4. Traditional: Separate Files

print("=== Separate files ===")
start = time.time()

lobe_segmask = SegmentationMask(lobe_mask, lobe_mapping, space=space)
segment_segmask = SegmentationMask(segment_mask, segment_mapping, space=space)
lesion_segmask = SegmentationMask(lesion_mask, lesion_mapping, space=space)
whole_segmask = SegmentationMask(whole_lung_mask, whole_lung_mapping, space=space)

lobe_segmask.save("lung_lobes.msk")
segment_segmask.save("lung_segments.msk")
lesion_segmask.save("lung_lesions.msk")
whole_segmask.save("whole_lung.msk")

separate_time = time.time() - start
files = ["lung_lobes.msk","lung_segments.msk","lung_lesions.msk","whole_lung.msk"]
size_total = sum(Path(f).stat().st_size for f in files)
print(f"Time: {separate_time:.3f}s, files: {len(files)}, size: {size_total/1024:.1f} KB")

5. MaskArchive

print("\n=== MaskArchive ===")
start = time.time()
archive = MaskArchive("lung_analysis.mska", mode="w", space=space)
archive.add_segmask(lobe_segmask, "lobes")
archive.add_segmask(segment_segmask, "segments")
archive.add_segmask(lesion_segmask, "lesions")
archive.add_segmask(whole_segmask, "whole_lung")
archive_time = time.time() - start
archive_size = Path("lung_analysis.mska").stat().st_size
print(f"Time: {archive_time:.3f}s, files: 1, size: {archive_size/1024:.1f} KB")
print("Masks in archive:", archive.all_names())
print("Compression ratio:", size_total/archive_size if archive_size else 'N/A')

6. Access + Integrity

reader = MaskArchive("lung_analysis.mska", mode="r")
print("Names:", reader.all_names())

loaded_lobes = reader.load_segmask("lobes")
loaded_lesions = reader.load_segmask("lesions")
print("Shapes match:", np.array_equal(lobe_mask, loaded_lobes.data))
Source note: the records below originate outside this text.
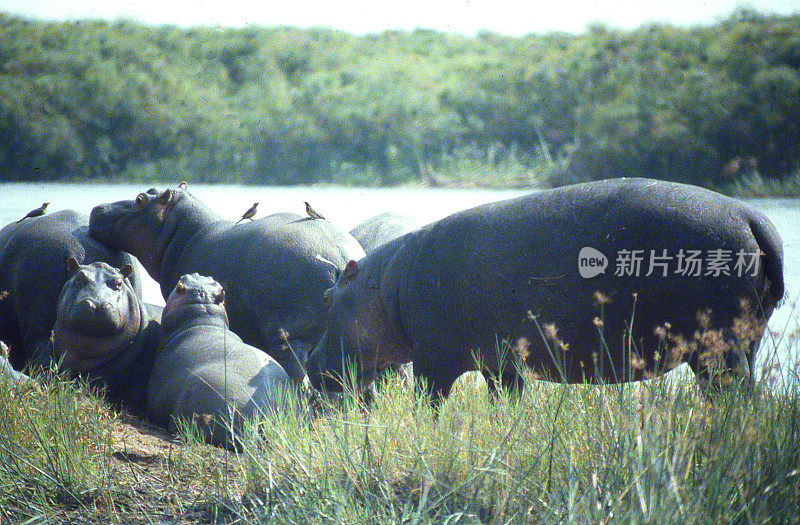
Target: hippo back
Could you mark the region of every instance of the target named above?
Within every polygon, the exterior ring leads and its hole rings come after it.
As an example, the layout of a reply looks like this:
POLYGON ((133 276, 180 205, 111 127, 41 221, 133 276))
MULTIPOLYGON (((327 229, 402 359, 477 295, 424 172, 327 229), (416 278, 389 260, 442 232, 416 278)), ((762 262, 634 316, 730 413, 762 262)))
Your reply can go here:
POLYGON ((178 419, 194 419, 214 444, 230 443, 244 421, 278 409, 289 383, 274 359, 228 329, 225 297, 211 278, 181 277, 164 307, 147 389, 153 421, 175 428, 178 419))
POLYGON ((350 235, 355 237, 366 253, 370 253, 378 246, 382 246, 420 226, 422 224, 416 219, 386 212, 365 220, 350 230, 350 235))

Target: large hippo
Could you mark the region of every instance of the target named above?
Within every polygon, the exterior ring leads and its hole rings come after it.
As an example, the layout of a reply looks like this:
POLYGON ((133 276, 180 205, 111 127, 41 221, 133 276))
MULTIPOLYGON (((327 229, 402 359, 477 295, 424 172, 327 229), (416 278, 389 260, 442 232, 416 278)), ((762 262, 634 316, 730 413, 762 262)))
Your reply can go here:
POLYGON ((297 381, 324 330, 325 290, 364 255, 328 221, 282 213, 234 225, 183 188, 98 206, 89 228, 138 257, 164 297, 184 274, 213 277, 226 291, 231 329, 297 381))
MULTIPOLYGON (((83 214, 63 210, 0 230, 0 340, 8 344, 9 360, 18 370, 50 363, 50 332, 70 257, 118 267, 134 262, 89 237, 88 222, 83 214)), ((131 279, 141 295, 138 277, 131 279)))
POLYGON ((174 428, 178 418, 194 417, 217 445, 229 444, 244 420, 283 406, 290 382, 274 359, 228 329, 225 297, 210 277, 180 278, 164 307, 147 388, 153 421, 174 428))
POLYGON ((381 213, 366 219, 350 230, 350 235, 369 253, 378 246, 422 226, 420 221, 393 212, 381 213))
POLYGON ((144 416, 159 341, 161 307, 142 303, 132 267, 67 261, 71 277, 58 296, 53 354, 60 370, 106 388, 106 397, 144 416))
POLYGON ((339 389, 343 362, 368 379, 412 360, 434 399, 468 370, 521 386, 517 355, 558 381, 639 380, 682 362, 700 379, 752 379, 783 291, 781 238, 744 203, 589 182, 461 211, 349 262, 308 373, 339 389))

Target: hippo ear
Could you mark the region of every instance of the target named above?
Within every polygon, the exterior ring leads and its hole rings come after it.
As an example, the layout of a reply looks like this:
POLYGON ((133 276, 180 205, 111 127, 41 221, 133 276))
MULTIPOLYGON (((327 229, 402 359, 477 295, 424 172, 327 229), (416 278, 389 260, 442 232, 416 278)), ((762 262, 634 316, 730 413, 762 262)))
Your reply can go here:
POLYGON ((131 266, 130 264, 126 264, 125 266, 120 268, 119 271, 122 274, 122 276, 127 279, 133 273, 133 266, 131 266))
POLYGON ((342 272, 342 284, 349 283, 356 275, 358 275, 358 263, 351 259, 342 272))
POLYGON ((70 275, 73 275, 76 271, 78 271, 78 260, 75 257, 70 257, 67 259, 67 271, 70 275))
POLYGON ((225 290, 220 290, 217 296, 214 298, 214 302, 216 304, 223 304, 225 302, 225 290))
POLYGON ((182 180, 181 183, 178 184, 178 187, 180 189, 182 189, 182 190, 188 189, 189 188, 189 183, 186 182, 185 180, 182 180))
POLYGON ((172 202, 172 190, 170 189, 164 190, 164 193, 162 193, 161 196, 158 198, 158 203, 162 206, 166 206, 170 202, 172 202))

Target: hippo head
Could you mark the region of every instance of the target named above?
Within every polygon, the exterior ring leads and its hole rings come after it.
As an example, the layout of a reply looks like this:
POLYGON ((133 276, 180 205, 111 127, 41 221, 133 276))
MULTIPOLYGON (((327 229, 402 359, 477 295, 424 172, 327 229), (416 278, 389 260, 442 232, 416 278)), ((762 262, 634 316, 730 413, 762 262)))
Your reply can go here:
POLYGON ((161 326, 168 331, 188 319, 204 318, 228 326, 225 290, 211 277, 198 273, 182 276, 167 298, 161 326))
POLYGON ((306 371, 314 388, 342 390, 347 374, 356 373, 359 384, 372 380, 376 370, 387 366, 391 338, 380 285, 350 261, 333 288, 325 292, 326 325, 311 352, 306 371))
POLYGON ((73 373, 113 359, 139 333, 142 311, 130 282, 133 268, 67 261, 72 276, 61 289, 53 331, 62 366, 73 373))
POLYGON ((171 238, 166 218, 183 194, 151 188, 133 200, 96 206, 89 217, 89 235, 106 246, 135 255, 150 275, 159 275, 164 249, 171 238))

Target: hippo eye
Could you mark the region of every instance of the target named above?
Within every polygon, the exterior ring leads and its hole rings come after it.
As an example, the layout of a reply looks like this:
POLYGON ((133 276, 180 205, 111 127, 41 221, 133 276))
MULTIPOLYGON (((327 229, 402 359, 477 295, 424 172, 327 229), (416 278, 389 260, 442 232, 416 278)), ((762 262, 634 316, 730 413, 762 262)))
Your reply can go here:
POLYGON ((108 283, 108 287, 112 290, 121 290, 122 289, 122 277, 117 277, 116 279, 112 279, 108 283))
POLYGON ((89 282, 89 276, 84 272, 77 272, 75 274, 75 281, 79 284, 86 284, 89 282))
POLYGON ((147 195, 145 195, 144 193, 140 193, 139 195, 136 196, 137 206, 143 206, 145 202, 147 202, 147 195))

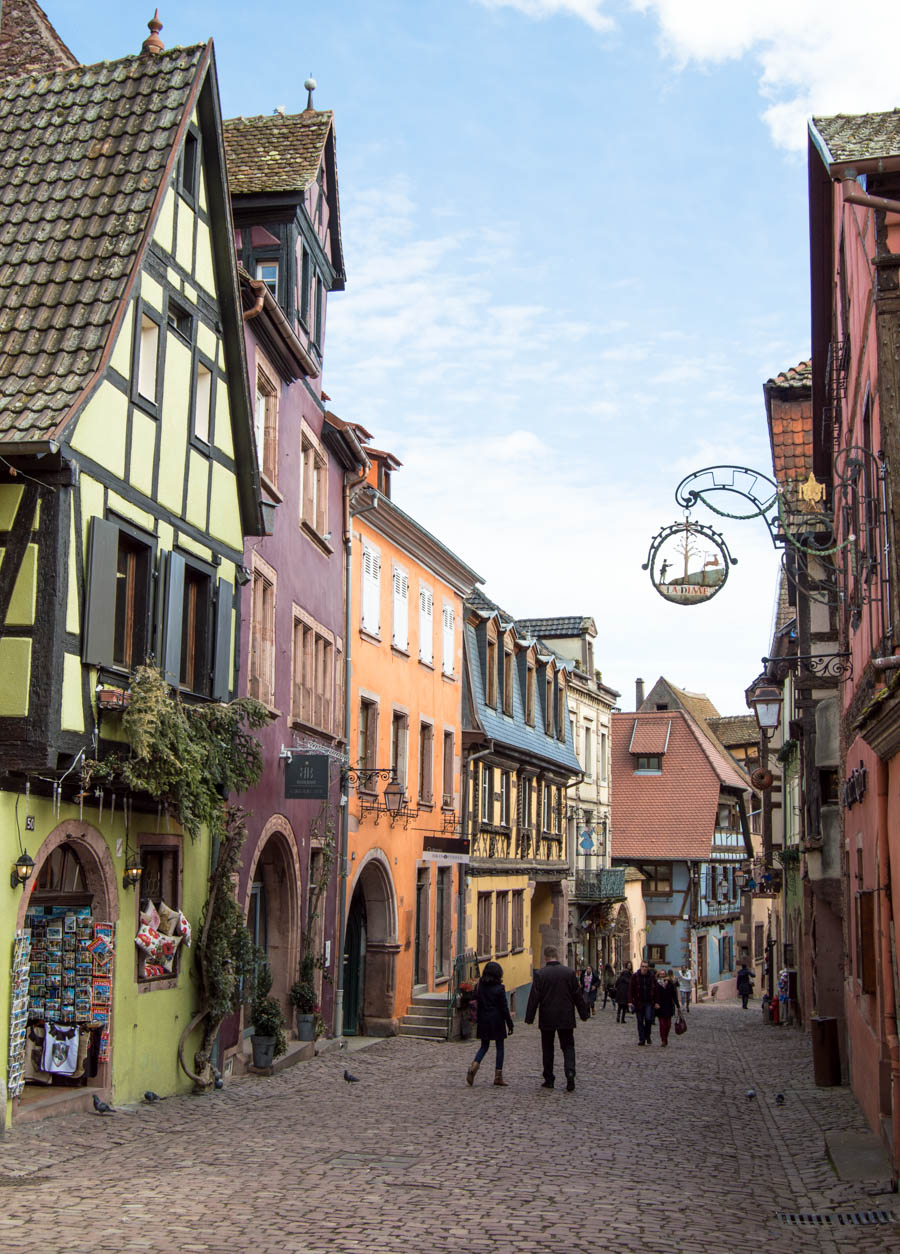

left_upper = loaded_lobes.get_binary_mask_by_names("left_upper_lobe")
nodule = loaded_lesions.get_binary_mask_by_names("nodule_1")
print("Left upper lobe voxels:", left_upper.sum())
print("Nodule 1 voxels:", nodule.sum())

Recommendations

Use MaskArchive when:

  • Many masks share identical grid (organ atlases, multi-stage annotations)
  • Need a single artifact for storage/transfer/versioning
  • Want consistent semantics via embedded mappings

Keep separate files when:

  • Masks come from differing grids/spaces
  • Legacy systems require individual formats

MaskArchive reduces file sprawl while preserving full metadata and semantics.